I'm currently imdbing Helena Bonham Carter to see if there are any pictures of her that don't scare the crap out of me.
Good luck with that.
She had to get her inhaler in the middle of fucking...but she kept it in.
He was making tequila spiked Arnold Palmers and murmuring things in Spanish.
I love foreign exchange students.
She ate the cookie then went to the emergency room. Now her fam is pressing charges. Don't people understand you DON'T steal baked goods from potheads??
One of my students in my 8am class brought me a Tim Hortons cup with a bloody Mary in it. Clearly, I didn't manage to look not drunk when I ran into him at Denny's at 4am. Who decided to let me teach?
Just so you know, my new pet parrot tried to bond sexually with me today. That is what Google told me. I'm not sure of its gender.

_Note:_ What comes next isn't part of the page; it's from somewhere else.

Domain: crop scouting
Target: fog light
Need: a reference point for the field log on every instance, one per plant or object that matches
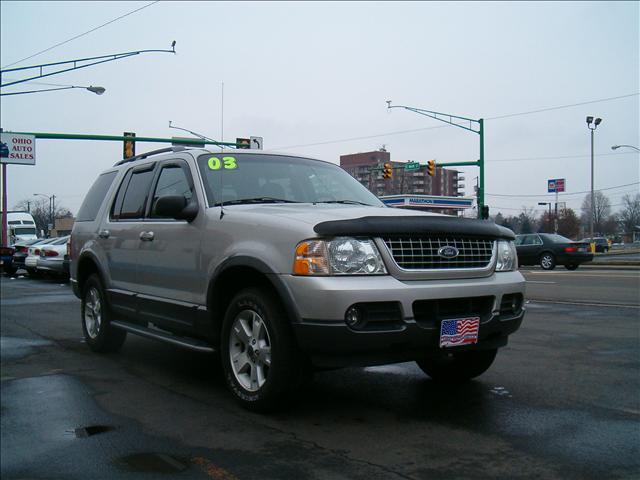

Then he texted me that I was the "good kind" of fat.
I found us a new booze connection and I'm writing college admissions essays. The future is bright.
Our DD painted my costume on me for tonight. The strippers have been teaching him how to paint costumes.
I am laying in your bed and just found a bottle of wine under your pillow ...should have married you...
Yup, found the vomit in the side compartment. My bad.
I'm just trying to win a butt plug dude
I am luring the porn star to my house with chicken!
i'm eating chex mix in the shower while texting. i feel accomplished.
It got to the point where I was so drunk, playing rock paper scissors as a drinking game seemed like a good idea.